9. In support of the plaintiff's contention reliance is placed upon the decision in William v. Pott  12 Eq. 149. In that case it has been held that:
the principal may acquire a possessory title to real estate by receiving the rents for 20 years through an agent, although that agent is the person really entitled to the estate.
10. The possession of the agent was held to be possession of the principal. Though the agent was enjoying the property by receipt of rents on behalf of his principal alone, without knowing that the property belonged to himself, such enjoyment was held to be adverse with the result that the ownership of the agent in the property was extinguished by reason of such adverse possession of the principal through him. If such possession could be deemed to be adverse, possession of the Government in the present case must a fortiori be deemed to be adverse to the defendant,
11. A number of decisions were quoted on behalf of the respondent, in which possession was not held to be adverse under special circumstances none of which exists in the present case. They relate to the case of co-owners in which possession would become adverse only after one co-owner sets up a hostile title to the knowledge of the others, to the case of a third party trespassing on the property while it was in the possession of a usufructuary mortgagee and continuing in possession for over the statutory period, where there was a doubt as to whether his possession according to animus was adverse to the mortgagee alone or to the mortgagor also and consequently the knowledge of the mortgagor as to such possession had to be shown, to a case of principal and agent and to the cases of alienations by the trustee or shebait of an idol Ittappan v. Manavikrama  21 Mad. 153, Harikanta Das v. Bibi Nurunnissa  53 I.C. 626, Periya Aiya Ambalam v. Shunmugasundaram  38 Mad. 903, Taru Bai v. Venkatrao  27 Bom. 43, Malkappa v. Mudicuppa  37 Bom. 84, Linga Munisami Reddi v. Govindaswami Naicken A.I.R. 1922 Mad. 369, S. Somayajipad v. kunhu Kutti Kovilamma : (1918)34MLJ344 and Rama Reddy v. Rangadasan A.I.R. 1926 Mad. 769. As none of those cases can be applied to the facts of the present case as stated above, I am of opinion that they have no bearing and, therefore, it is unnecessary to consider them in detail.
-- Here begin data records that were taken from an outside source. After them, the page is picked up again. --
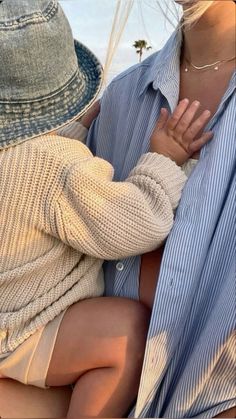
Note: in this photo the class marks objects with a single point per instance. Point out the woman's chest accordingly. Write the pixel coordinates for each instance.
(206, 87)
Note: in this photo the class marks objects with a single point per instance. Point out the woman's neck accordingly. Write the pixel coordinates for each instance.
(212, 38)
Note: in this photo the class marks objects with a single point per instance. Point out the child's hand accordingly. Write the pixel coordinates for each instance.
(175, 136)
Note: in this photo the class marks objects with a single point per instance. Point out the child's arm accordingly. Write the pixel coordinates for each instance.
(111, 220)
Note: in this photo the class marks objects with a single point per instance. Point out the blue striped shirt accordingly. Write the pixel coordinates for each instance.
(188, 367)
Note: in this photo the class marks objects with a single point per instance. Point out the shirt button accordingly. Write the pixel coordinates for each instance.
(119, 266)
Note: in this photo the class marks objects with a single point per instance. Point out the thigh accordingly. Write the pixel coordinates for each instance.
(20, 401)
(90, 335)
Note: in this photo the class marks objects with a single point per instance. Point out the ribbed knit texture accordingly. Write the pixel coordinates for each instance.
(61, 215)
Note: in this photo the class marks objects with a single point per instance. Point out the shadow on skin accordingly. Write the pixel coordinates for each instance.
(20, 401)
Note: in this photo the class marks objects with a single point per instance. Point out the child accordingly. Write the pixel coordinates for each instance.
(61, 215)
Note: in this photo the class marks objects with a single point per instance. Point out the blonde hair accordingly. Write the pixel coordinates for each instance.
(193, 13)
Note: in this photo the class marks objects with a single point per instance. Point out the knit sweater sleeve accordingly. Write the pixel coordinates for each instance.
(111, 220)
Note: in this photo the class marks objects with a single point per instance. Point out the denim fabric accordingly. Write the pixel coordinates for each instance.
(46, 78)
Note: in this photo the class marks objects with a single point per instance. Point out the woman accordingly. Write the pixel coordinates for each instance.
(61, 214)
(188, 367)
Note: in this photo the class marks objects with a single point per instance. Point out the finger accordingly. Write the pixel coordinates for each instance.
(163, 118)
(197, 126)
(200, 142)
(187, 118)
(178, 112)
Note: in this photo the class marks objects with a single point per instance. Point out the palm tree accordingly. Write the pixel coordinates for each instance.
(141, 45)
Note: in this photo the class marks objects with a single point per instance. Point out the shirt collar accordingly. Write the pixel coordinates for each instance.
(165, 66)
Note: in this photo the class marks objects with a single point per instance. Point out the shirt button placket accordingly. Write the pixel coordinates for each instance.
(119, 266)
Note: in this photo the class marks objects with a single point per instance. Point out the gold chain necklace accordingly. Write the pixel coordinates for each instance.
(216, 65)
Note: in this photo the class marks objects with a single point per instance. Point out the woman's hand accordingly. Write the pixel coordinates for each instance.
(175, 136)
(90, 115)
12. I am therefore, clear that the plaintiff has acquired by adverse possession for over the statutory period the right of fishery in question which is doubtless an interest in immovable property capable of being acquired by adverse possession. A suit for possession of such a fishery right is governed by Article 144, Lim. Act: vide Lokanath Bidyadhar v. Jahania Bibi  14 C.L.J. 572. The plaintiff, having acquired such an indefeasible title, is entitled to the declaration and injunction prayed for as also to the past damages claimed as to the correctness of which there is no dispute.
13. In the result, the decree of the lower appellate Court is reversed and a decree is passed in plaintiff's favour as prayed for with costs in all the Courts against the defendant.